Ex-employee faces suit over file deletion
Jacob Citrin was once employed by International Airport Centers and given a laptop to use in his company's real estate related business. The work consisted of identifying "potential acquisition targets."
At some point, Citrin quit IAC and decided to continue in the same business for himself, a choice that IAC claims violated his employment contract.
Normally that would have been a routine business dispute. But the twist came when Citrin dutifully returned his work laptop--and IAC tried to undelete files on it to prove he did something wrong.
IAC couldn't. It turned out that (again according to IAC) Citrin had used a "secure delete" program to make sure that the files were not just deleted, but overwritten and unrecoverable.

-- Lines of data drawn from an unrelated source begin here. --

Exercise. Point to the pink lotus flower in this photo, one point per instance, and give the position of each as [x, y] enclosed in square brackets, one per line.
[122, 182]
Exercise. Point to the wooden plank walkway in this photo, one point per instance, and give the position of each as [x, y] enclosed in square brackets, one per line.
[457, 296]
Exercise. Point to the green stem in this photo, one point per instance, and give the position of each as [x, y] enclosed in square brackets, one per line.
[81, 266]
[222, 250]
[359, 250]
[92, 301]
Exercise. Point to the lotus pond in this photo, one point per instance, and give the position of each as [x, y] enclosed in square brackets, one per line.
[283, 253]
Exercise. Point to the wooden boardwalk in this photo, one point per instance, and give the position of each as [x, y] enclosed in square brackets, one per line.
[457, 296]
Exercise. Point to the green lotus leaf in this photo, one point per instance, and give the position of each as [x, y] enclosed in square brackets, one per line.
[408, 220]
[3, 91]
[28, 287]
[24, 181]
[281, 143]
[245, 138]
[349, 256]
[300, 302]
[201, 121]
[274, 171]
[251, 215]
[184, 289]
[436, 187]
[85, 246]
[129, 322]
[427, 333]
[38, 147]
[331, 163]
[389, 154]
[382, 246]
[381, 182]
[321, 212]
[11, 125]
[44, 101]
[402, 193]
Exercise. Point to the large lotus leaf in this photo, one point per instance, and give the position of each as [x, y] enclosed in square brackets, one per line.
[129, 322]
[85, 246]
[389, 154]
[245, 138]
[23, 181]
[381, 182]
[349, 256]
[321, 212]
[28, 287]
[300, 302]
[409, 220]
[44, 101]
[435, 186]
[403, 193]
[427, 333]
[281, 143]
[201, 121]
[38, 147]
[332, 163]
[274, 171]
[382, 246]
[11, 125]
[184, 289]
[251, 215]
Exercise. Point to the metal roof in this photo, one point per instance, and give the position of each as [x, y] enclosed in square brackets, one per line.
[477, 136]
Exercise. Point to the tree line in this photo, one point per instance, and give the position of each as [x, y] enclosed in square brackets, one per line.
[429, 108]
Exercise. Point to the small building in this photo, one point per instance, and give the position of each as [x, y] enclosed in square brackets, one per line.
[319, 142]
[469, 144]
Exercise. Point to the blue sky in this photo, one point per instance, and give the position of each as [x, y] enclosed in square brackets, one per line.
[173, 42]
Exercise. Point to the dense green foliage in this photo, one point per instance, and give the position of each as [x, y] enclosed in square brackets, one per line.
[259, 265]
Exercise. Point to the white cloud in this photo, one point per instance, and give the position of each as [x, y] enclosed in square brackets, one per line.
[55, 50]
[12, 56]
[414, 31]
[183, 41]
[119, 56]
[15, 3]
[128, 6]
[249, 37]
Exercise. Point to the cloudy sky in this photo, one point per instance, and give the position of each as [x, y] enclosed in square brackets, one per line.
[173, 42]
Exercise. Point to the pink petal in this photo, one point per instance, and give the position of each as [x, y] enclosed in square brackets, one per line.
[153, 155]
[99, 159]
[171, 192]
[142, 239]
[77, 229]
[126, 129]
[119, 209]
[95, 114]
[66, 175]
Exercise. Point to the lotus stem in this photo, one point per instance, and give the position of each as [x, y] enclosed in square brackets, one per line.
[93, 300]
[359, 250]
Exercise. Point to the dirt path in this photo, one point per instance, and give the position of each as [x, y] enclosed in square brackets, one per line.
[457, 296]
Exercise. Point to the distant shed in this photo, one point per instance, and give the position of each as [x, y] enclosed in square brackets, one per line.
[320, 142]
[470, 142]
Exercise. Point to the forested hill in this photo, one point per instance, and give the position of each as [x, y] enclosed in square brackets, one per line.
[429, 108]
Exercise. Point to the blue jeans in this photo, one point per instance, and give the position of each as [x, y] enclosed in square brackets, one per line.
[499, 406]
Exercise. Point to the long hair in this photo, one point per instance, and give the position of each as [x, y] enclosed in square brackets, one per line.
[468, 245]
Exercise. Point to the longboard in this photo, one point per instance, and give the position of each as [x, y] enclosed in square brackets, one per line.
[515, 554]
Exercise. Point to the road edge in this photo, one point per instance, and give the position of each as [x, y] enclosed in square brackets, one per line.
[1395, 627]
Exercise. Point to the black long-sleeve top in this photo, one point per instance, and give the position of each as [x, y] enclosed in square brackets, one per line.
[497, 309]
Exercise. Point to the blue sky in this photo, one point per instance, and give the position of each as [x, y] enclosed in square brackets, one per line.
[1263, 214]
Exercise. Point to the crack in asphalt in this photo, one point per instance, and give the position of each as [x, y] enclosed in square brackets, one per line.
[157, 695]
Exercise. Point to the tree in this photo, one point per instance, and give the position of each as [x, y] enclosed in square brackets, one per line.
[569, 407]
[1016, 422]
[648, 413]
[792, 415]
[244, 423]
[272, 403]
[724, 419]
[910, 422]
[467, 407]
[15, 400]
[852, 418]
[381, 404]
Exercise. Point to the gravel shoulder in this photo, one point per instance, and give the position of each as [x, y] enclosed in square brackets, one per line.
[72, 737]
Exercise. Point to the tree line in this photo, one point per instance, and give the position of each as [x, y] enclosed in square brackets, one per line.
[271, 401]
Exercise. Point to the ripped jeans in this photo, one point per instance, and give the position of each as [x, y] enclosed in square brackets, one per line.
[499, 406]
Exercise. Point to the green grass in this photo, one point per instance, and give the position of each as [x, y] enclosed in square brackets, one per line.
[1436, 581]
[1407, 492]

Inevitably, perhaps, IAC sued. The relevance for Police Blotter readers is that the company claimed that Citrin's alleged secure deletion violated a federal computer crime law called the Computer Fraud and Abuse Act.
The 7th Circuit made two remarkable leaps. First, the judges said that deleting files from a laptop counts as "damage." Second, they ruled that Citrin's implicit "authorization" evaporated when he (again, allegedly) chose to go into business for himself and violate his employment contract.
The implications of this decision are broad. It effectively says that employees better not use OS X's Secure Empty Trash feature, or any similar utility, because they could face civil and criminal charges after they leave their job.